Doyenne of Barking: London Met architecture alumna wins Female Frontier Award

The Female Frontier Awards recognise remarkable, talented and visionary women of all ages, at every level across global architecture.

Date: 23 April 2021

London Met Architecture alumna Jess Phillips has been awarded a prestigious Female Frontier Award in recognition of the quality and innovation of her Unit 14 design thesis work. 

Jess, who currently works for the Peter Marlow Foundation, said, "I often think I should have pursued my first dream of being a historian, as opposed to a designer. I marched forward with the latter due to my belief that my writing skills were well below par and I found it easier to articulate myself through drawings than words.

"However over six years of architectural education, I have slowly comprehended that I can infuse both for the benefit of the other."

One module she undertook as part of her master’s at London Met stood out in particular: Unit 14, under the tutelage of Pierre and Pereen d’Avoine. The Unit focused on the Roding River in Barking, East London and invited students to contribute to wider research being carried out by Barking and Dagenham Council.

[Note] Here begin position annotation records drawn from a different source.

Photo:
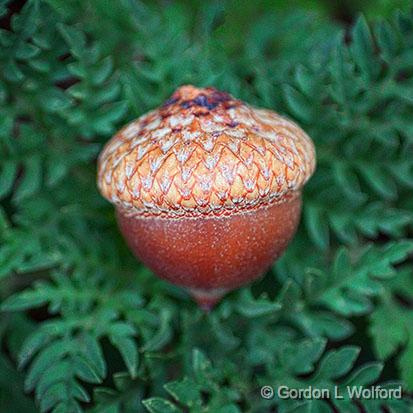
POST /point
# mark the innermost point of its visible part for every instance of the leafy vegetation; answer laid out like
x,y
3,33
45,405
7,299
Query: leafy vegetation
x,y
85,327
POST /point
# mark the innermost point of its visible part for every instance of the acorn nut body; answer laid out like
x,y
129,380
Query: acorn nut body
x,y
207,189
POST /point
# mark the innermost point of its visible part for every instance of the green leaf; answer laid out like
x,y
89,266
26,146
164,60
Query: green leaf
x,y
158,405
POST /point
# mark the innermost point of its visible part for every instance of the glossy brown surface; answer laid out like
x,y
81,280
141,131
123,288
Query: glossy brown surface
x,y
211,255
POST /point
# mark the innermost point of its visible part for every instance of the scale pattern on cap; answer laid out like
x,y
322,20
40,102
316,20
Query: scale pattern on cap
x,y
204,152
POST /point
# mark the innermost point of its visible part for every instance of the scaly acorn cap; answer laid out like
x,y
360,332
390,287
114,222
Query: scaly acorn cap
x,y
204,152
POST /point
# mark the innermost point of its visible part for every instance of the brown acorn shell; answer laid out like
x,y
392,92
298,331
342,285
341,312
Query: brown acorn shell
x,y
204,153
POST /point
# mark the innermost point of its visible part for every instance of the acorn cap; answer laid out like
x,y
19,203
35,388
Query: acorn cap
x,y
204,152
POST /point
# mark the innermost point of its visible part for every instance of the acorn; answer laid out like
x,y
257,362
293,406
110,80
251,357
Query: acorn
x,y
207,189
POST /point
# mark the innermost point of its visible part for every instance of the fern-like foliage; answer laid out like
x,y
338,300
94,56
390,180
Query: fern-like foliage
x,y
85,327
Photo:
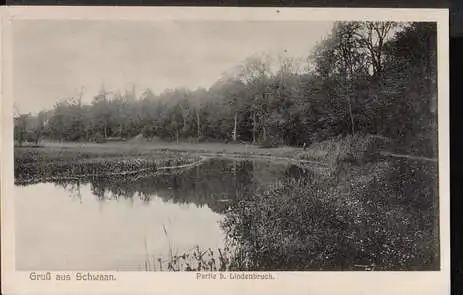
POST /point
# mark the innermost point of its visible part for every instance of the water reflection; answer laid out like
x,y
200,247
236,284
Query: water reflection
x,y
115,223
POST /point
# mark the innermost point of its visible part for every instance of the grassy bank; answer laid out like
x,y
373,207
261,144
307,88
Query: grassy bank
x,y
71,162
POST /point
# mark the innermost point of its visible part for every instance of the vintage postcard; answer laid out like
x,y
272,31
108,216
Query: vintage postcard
x,y
224,150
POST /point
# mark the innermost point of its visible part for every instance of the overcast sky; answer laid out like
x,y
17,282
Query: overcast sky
x,y
54,59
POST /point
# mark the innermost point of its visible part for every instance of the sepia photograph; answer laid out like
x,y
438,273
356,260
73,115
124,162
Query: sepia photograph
x,y
182,145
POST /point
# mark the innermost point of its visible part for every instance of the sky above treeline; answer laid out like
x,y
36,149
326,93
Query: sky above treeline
x,y
55,59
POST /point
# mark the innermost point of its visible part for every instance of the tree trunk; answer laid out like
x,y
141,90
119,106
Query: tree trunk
x,y
264,132
254,127
234,128
350,114
199,125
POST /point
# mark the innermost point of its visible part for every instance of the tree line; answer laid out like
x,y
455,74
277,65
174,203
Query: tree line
x,y
364,77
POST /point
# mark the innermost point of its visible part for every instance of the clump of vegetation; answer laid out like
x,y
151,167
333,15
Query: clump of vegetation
x,y
32,165
369,217
196,259
356,148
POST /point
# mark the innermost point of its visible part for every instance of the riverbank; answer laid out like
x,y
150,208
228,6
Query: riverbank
x,y
52,160
66,160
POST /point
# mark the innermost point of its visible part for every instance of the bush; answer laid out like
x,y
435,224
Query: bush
x,y
354,149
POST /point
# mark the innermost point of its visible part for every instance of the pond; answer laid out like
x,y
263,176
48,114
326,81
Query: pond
x,y
108,224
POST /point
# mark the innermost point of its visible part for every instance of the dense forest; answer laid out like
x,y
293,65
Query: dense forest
x,y
364,78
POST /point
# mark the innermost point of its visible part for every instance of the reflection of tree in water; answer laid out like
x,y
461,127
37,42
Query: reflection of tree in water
x,y
216,183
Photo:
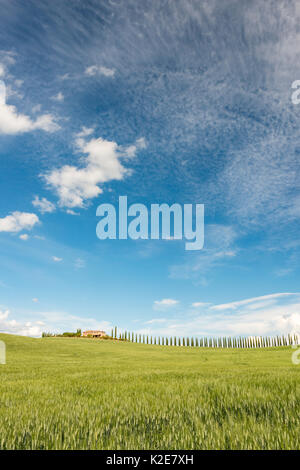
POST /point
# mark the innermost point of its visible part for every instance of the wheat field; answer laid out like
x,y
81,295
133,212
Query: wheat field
x,y
74,393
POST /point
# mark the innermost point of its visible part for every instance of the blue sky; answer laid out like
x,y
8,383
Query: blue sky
x,y
165,102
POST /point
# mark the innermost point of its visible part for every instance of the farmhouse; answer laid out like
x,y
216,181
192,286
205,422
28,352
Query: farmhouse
x,y
94,333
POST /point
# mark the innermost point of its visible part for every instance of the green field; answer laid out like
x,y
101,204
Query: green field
x,y
72,393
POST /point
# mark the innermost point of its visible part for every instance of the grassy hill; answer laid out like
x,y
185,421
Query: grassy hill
x,y
72,393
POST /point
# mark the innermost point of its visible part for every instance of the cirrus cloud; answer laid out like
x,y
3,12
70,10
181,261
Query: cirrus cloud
x,y
75,185
18,221
13,122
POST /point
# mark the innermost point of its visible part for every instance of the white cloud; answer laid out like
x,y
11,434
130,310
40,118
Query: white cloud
x,y
43,204
12,122
18,221
75,185
37,108
282,316
59,97
15,327
79,263
200,304
85,132
164,303
234,305
155,320
99,70
24,236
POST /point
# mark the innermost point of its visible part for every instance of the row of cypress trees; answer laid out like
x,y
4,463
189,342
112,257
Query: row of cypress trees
x,y
207,342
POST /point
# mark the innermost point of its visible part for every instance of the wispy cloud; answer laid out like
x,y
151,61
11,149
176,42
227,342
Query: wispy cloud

Its aim was to contribute to the revitalisation of the borough for the benefit of local residents as well as newcomers; and focused on designing scenarios that resist ‘big development’ which are understood as restrictive and limit opportunities for local enterprise as well as diminishing the public realm.

Her final project in this Unit, Doyenne of Barking, for which she received the Award, was a master plan for the Abbey Green Conservation Area in Barking. She proposed the creation of a cultural centre celebrating women’s history and an opportunity for local women’s groups to congregate and operate safely from, while offering support and accommodation for vulnerable women in the community. 

Her project focused on highlighting the prominent but often overlooked women from British History, particularly those with ties to the East End. She explained her motivations in "challenging how history is perceived and using this platform to illustrate history from women’s perspectives, challenging gender stereotypes, and proposing new role models for the community of Barking and further afield. 

"Female-only institutions have existed throughout history, but nowhere in this country can we boast a museum and library that has been purposely designed to celebrate the achievements of women. 

"The site’s intrinsic link to women’s history is currently bound by laws to ‘protect’ the historical context, and this proposal looks to breathe new life into this area of Barking."

The judges of the Awards commented that Jess’ design represented "a thoroughly engaging piece of research on the social, spatial and ethnographical history of a richly interesting part of London. The evidence-based approach towards the final design is beautifully articulated in varied devices: in words, drawings, mappings, graphics and images making. It was a pleasure to review this dissertation - a project with humility and grace."

Launched in 2020, the Female Frontier Awards recognise remarkable, talented and visionary women of all ages, at every level across global architecture. They are run by World Architecture News.